Jess sat up, her confusion fading. If Sergeant Russell said that there was a problem, there always was.
‘How can I help?’
‘I’ve a domestic out at the Simmonses’. It seems Ethel and Barry are having a go at each other-again-but it’s got a bit out of hand. They’re both injured and that damned mutt of Ethel’s-you know the Rottweiler?-won’t let anyone near her. Can you come?’
‘I’ll come. How badly are they hurt?’
‘I don’t know,’ the sergeant admitted. ‘All I know is Barry’s unconscious and I can’t get near Ethel. I’ve called Doc Mountmarche and he’s on his way. The sooner you’re both here the happier I’ll be.’
‘Give me five minutes.’
Jess dressed fast, pulling on jeans, sweater and leather shoes. She grabbed leather gloves from the wardrobe and considered.
She had a flexi-rod which usually enabled her to handle aggressive dogs-a rod with a loop at one end which, when slipped over the dog’s head, could be tightened fast, thus holding the dog at more than teeth’s reach from the handler.
Maybe…
She thought-and then packed tranquilliser and a couple of barbs. In a case like this, a tranquilliser dart might be more effective.

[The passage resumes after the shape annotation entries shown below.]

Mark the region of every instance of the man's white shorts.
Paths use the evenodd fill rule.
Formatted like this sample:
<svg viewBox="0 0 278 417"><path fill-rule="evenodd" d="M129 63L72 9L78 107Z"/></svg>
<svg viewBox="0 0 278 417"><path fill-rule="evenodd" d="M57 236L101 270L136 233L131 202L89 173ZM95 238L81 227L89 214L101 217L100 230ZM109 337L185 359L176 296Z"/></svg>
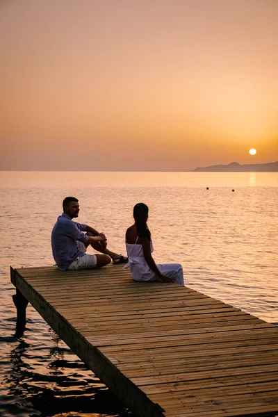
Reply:
<svg viewBox="0 0 278 417"><path fill-rule="evenodd" d="M96 255L87 255L85 254L83 256L76 258L70 265L67 269L70 270L78 270L78 269L91 269L96 268L97 266L97 256Z"/></svg>
<svg viewBox="0 0 278 417"><path fill-rule="evenodd" d="M86 247L82 242L77 240L77 246L84 254L86 252ZM79 269L92 269L97 266L96 255L87 255L85 254L83 256L79 256L70 265L67 269L70 270Z"/></svg>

There was an hour to go before her two little animals were due to be fed and they were getting stronger every day. If they missed one night feed it wouldn’t kill them.
OK.
She took a deep breath, the adrenalin surging at the thought of what lay ahead. At the thought that somewhere out in the night Niall Mountmarche would be gearing up for the same emergency as Jess.
Niall Mountmarche has nothing to do with the way I’m feeling, she said to herself crossly as she made her way out to the car.
Liar.
Niall Mountmarche had everything to do with it.

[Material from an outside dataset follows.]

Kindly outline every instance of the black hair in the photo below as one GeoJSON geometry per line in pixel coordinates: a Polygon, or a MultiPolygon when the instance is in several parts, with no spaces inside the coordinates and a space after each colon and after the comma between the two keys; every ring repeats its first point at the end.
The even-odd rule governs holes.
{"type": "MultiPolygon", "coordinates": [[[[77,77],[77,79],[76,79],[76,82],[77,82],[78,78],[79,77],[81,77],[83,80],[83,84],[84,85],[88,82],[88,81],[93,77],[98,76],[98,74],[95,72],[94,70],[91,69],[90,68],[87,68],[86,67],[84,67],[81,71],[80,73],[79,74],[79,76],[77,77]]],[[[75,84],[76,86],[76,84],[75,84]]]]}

He beat her to the Simmonses’.
The Simmonses lived in a ramshackle house on the edge of town. It was a dump. There was rubbish-everything from last week’s shopping bags to a couple of old car bodies-strewn around the grounds.
Mrs Simmons was a good-hearted woman who’d been walked all over by an aggressive husband in the thirty years of their marriage. Jess had seen a little of her. She kept a horse in stables at the rear of the house and many times Jess suspected that she spent the housekeeping money on her horse and her dog-not herself. The woman looked as if she was suffering from malnutrition.
Ethel had given up on keeping either herself or her home presentable.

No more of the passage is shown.